Others worry not only about losing out on the ground floor of a new AIDS funding regime. They also worry that future AIDS victims won't benefit from what works. "The issue is whether or not behavior change-abstinence and faithfulness-is going to be allowed an honest shot," said Ken Isaacs, program director for Samaritan's Purse. "At the very least, there ought to be sunshine on how these decisions are made."
Meanwhile, big-ticket health groups who thrive on government grants are discovering that they have a stake in the new AIDS regime without trying. Nearly half of this year's "new" funding goes to existing programs. In fact, groups that support status-quo AIDS remedies-promoting condoms and other contraceptives, sexual awareness training, and expensive drug treatments-are enjoying more federal dollars under the Bush administration than they did under President Clinton.
Family Health International (FHI), a North Carolina-based conglomerate, tests and supplies condoms for the U.S. government in AIDS-stricken countries, in addition to providing anti-retroviral therapy, contraceptives, and sex-education training. Federal revenue to FHI rose 30 percent from 2002 to 2003, from $97 million to $126 million. FHI expenditures, nearly all from Washington, at the end of the Clinton era totaled $66 million; now they are more than double, at $137 million.
If FHI operatives provide a snapshot of where Bush AIDS dollars will flow, then leaders of faith-based organizations have reason to worry. Officer and board member Willard Cates, FHI's main point of contact with federal agencies, is a former CDC officer who once co-authored a study depicting childbirth as more dangerous to a woman's health than legalized abortion. In medical journals he argued for Medicaid funding of abortion and against waiting periods and parental notification procedures on abortion. Regarding promotion of condoms overseas, he has said: "We should push them."
Another FHI officer, David A. Grimes, is a leading proponent for emergency contraceptive Plan B, the morning-after pill, arguing for its availability over the counter, "sitting on the shelf with aspirin and acetaminophen." FHI documents list as board adviser Xiao Bilian, a Chinese government family-planning specialist who has pushed widespread use of a Chinese version of RU 486 among Chinese women.

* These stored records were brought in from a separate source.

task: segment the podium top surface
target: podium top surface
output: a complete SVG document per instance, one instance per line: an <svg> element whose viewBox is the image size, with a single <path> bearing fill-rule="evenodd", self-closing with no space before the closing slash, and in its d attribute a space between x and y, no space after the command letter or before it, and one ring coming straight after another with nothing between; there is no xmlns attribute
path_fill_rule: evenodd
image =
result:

Groups like FHI until now had little interest in faith-based policies. But with funding priorities beginning to tilt that way under Mr. Bush, they are at least learning the lingo. FHI produced (with federal funding) a 38-page booklet titled "HIV/AIDS Prevention, Care and Support Across Faith-Based Communities." Its website now promotes "ethics training" under HIV/AIDS headings.
Such groups "are seething with resentment," according to a U.S. health official who asked not to be identified. "They don't want to do ABC, but it is the trend. They exist, particularly the for-profits, to make money. I am concerned when I see their funding going up in spite of what we know works."

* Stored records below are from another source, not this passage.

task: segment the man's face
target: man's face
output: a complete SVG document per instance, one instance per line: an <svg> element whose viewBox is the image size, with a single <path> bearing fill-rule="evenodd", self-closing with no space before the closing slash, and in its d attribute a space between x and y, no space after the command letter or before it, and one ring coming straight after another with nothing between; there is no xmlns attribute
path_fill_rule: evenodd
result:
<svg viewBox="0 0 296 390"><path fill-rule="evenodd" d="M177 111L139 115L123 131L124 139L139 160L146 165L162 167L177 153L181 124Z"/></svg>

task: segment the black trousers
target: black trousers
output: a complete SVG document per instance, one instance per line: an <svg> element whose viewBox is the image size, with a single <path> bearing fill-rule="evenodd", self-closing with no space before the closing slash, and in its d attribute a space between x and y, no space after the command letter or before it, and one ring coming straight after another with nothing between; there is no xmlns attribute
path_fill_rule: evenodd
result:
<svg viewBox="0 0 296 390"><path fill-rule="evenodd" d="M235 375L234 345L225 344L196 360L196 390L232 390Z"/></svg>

Evolving to meet Bush funding priorities "is happening everywhere, with every major organization," according to Debbie Dortzbach, AIDS coordinator for World Relief. "It appeared all at once that international organizations began to see and promote the value of faith-based initiatives." Now overseas health providers want in on it, she said, "because we have been working steadily and doggedly at the community level, helping churches realize they are at the front of the pack in terms of prevention and AIDS care."
Successful faith-based caregivers like World Relief, Dr. Green said, "have been doing ABC from the beginning and often without getting a dime of government funding.... My argument is since they know how to do it and want to do it, doesn't it make sense to let them do it?" That's the question faith-based leaders are asking the White House.